You should always review your bug report before hitting send. Read all the sentences and steps that are used in the bug report. See if there is any ambiguity in the language you used that could be misunderstood. The problem should be reported immediately and reproduced at least three times before a ticket is created.
Bug reports can often be the single line of communication between the QA and developer for a particular issue. When QA is accountable for knowing what makes a good bug report, it not only saves the resources of the company but also creates greater team productivity and the ability to deliver higher quality products to the end client.

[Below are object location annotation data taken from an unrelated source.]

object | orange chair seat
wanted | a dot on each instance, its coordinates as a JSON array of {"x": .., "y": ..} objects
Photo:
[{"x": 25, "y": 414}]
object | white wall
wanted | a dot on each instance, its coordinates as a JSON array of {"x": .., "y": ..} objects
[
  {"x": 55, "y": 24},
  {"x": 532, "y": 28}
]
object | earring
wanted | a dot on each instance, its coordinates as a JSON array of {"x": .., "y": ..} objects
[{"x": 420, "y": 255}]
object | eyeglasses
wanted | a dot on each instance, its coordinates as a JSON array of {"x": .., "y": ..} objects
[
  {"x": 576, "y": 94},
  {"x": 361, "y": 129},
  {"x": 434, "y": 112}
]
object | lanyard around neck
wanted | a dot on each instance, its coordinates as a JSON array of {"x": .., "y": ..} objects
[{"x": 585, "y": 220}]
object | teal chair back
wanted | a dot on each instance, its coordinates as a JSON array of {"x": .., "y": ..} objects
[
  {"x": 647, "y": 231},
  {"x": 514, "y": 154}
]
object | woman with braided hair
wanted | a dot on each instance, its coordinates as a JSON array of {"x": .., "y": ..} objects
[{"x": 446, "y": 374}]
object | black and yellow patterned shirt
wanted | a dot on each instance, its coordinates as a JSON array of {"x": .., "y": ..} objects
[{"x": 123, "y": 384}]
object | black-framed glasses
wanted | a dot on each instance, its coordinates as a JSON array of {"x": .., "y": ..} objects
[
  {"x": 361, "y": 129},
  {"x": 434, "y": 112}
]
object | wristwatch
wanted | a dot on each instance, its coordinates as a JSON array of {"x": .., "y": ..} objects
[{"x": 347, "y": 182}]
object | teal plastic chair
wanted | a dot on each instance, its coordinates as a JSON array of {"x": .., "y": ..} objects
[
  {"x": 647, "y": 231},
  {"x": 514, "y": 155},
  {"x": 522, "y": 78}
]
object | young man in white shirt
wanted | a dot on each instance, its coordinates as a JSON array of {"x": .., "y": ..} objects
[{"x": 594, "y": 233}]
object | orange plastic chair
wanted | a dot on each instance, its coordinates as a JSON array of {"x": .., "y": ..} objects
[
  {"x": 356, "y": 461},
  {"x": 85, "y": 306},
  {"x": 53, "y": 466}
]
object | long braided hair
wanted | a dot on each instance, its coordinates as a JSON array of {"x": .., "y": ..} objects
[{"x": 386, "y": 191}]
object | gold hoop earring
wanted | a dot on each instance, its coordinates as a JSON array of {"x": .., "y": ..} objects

Measuring success in your bug reporting
Knowing what makes a good bug report is a science, writing one is an art. Following a template structure such as our above recipe for the perfect bug ticket will ensure your reports hit the mark every time. You’ll see results that you can measure in several ways.
Faster Bug Fixes – Your team will notice effective bug reporting as issues get fixed, re-tested, and closed in less time and with increased velocity.
Fewer Bugs Overall – This will also reduce the number of bugs found in future releases as a consequence of the team working on a more stable codebase.
Less Development Time Overall – It will also minimize the time spent on refactoring and architecture improvements. Additionally, the risk of a particular bug resurfacing will be dramatically reduced.
The end result will be continuous, successful releases and the creation of a remarkable experience for every single end-user. This is the ultimate measure of success.